Astaxanthin supplementation as a potential anti-fibrotic agent in peritoneal dialysis rats

Author:

Dewi Ratih Tri Kusuma1ORCID,Purwanto Bambang1ORCID,Wasita Brian2ORCID,Widyaningsih Vitri3ORCID,Cilmiaty Risya4ORCID,Soetrisno Soetrisno5ORCID,Febrinasari Ratih Puspita6ORCID,Wardana Mahatma Chakra1ORCID,Giani Maia Thalia1ORCID,Putri Indah Saigitaisna1ORCID

Affiliation:

1. Department of Internal Medicine, Dr. Moewardi General Hospital, Faculty of Medicine Sebelas Maret University, Surakarta, Indonesia

2. Department of Pathological Anatomy, Dr. Moewardi General Hospital, Faculty of Medicine Sebelas Maret University, Surakarta, Indonesia

3. Department of Public Health, Faculty of Medicine Sebelas Maret University, Surakarta, Indonesia

4. Department of Dentistry and Oral Health, Dr. Moewardi General Hospital, Faculty of Medicine Sebelas Maret University, Surakarta, Indonesia

5. Department of Obstetrics and Gynecology, Dr.
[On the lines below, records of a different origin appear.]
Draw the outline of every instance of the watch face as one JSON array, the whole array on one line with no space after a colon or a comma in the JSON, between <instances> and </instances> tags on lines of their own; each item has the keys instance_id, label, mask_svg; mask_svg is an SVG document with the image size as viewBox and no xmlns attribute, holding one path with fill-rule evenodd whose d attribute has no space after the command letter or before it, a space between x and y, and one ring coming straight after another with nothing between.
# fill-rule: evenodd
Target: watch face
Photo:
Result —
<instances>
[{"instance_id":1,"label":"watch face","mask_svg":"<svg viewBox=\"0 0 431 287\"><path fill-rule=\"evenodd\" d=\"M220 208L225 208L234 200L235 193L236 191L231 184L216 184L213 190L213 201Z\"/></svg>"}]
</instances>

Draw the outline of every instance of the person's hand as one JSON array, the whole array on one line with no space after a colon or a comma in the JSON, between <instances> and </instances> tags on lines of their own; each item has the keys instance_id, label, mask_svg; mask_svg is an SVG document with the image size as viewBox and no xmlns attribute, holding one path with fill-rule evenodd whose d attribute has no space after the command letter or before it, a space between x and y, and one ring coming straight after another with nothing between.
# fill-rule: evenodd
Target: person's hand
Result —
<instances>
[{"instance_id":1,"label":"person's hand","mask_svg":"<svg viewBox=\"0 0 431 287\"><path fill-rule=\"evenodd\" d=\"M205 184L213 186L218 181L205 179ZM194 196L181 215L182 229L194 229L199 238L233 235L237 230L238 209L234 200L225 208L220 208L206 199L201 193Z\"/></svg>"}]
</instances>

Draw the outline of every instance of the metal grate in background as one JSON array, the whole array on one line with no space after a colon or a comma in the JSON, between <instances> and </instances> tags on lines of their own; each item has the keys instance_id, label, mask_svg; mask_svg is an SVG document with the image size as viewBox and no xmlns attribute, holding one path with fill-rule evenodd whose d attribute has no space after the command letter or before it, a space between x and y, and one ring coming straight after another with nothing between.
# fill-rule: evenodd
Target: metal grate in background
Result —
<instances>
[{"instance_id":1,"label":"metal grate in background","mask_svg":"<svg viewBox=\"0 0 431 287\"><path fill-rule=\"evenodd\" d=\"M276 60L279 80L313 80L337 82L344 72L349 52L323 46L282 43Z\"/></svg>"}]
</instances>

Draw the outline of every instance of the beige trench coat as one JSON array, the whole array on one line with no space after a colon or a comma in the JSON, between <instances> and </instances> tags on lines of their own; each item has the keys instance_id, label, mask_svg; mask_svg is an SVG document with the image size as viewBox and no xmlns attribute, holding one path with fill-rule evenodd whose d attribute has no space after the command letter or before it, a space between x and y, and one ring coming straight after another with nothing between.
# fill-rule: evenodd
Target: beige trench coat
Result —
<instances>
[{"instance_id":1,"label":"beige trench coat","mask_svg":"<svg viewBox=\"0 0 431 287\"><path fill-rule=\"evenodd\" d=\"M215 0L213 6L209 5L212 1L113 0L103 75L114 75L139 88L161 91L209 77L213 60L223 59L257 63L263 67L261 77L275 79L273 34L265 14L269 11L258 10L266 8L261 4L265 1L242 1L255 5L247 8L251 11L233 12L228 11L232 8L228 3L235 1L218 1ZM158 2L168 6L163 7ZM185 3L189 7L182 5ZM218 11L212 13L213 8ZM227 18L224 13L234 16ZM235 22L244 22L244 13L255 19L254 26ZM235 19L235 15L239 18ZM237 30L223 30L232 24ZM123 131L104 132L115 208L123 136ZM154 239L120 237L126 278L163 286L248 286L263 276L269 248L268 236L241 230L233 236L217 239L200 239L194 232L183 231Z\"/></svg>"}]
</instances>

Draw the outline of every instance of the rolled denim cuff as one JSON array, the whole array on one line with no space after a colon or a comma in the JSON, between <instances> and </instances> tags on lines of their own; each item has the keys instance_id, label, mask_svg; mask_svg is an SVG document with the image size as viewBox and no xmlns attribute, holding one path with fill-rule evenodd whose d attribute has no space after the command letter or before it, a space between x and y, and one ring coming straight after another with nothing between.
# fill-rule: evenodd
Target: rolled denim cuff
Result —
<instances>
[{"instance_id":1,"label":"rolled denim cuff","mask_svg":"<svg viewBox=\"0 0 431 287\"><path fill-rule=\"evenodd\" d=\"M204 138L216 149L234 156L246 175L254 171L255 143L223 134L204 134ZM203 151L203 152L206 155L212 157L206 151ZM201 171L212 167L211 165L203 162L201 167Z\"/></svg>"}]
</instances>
Moewardi General Hospital, Faculty of Medicine Sebelas Maret University, Surakarta, Indonesia

6. Department of Pharmacology, Faculty of Medicine Sebelas Maret University, Surakarta, Indonesia

Abstract

Introduction: Peritoneal dialysis (PD) is a recommended treatment for chronic kidney disease (CKD). Continuous exposure to dialysate solution in PD leads to peritoneal fibrosis, which is characterized by changes in morphology and function of the peritoneal membrane. Astaxanthin is considered to have potent antioxidant and anti-inflammatory properties, which has a promising anti-fibrosis effect and suppresses peritoneal thickness in peritoneal fibrosis. Objectives: This study aimed to investigate the impact of astaxanthin supplementation on histological features among PD model rats, which determined astaxanthin as a potential anti-fibrotic agent for PD. Materials and Methods: This study used a laboratory experimental study with a posttest-only control group design. Thirty-two male rats were divided randomly into four groups. There are two control groups and two treatment groups. Negative (NC), given intraperitoneal (IP) injection of sterilized aquadest, positive control (PC), given dialysate 4.25% injection IP. Treatment group 1 (T1) was given dialysate 4.25% injection IP and astaxanthin 0.216 mg supplementation for 14 days, and treatment group 2 (T2) was given dialysate 4.25% IP and astaxanthin 0.216 mg supplementation for 21 days. The peritoneum tissues were then collected and prepared for histological examination. Results: Astaxanthin supplementation prevents peritoneal fibrosis development in CKD model rats (P<0.05). However, there was no significant difference in the mean fibrosis thickness based on astaxanthin duration (P>0.05). Conclusion: Astaxanthin could reduce fibrotic thickness in PD model rats. This study was relevant to conclude that astaxanthin has a potential antifibrotic agent for PD.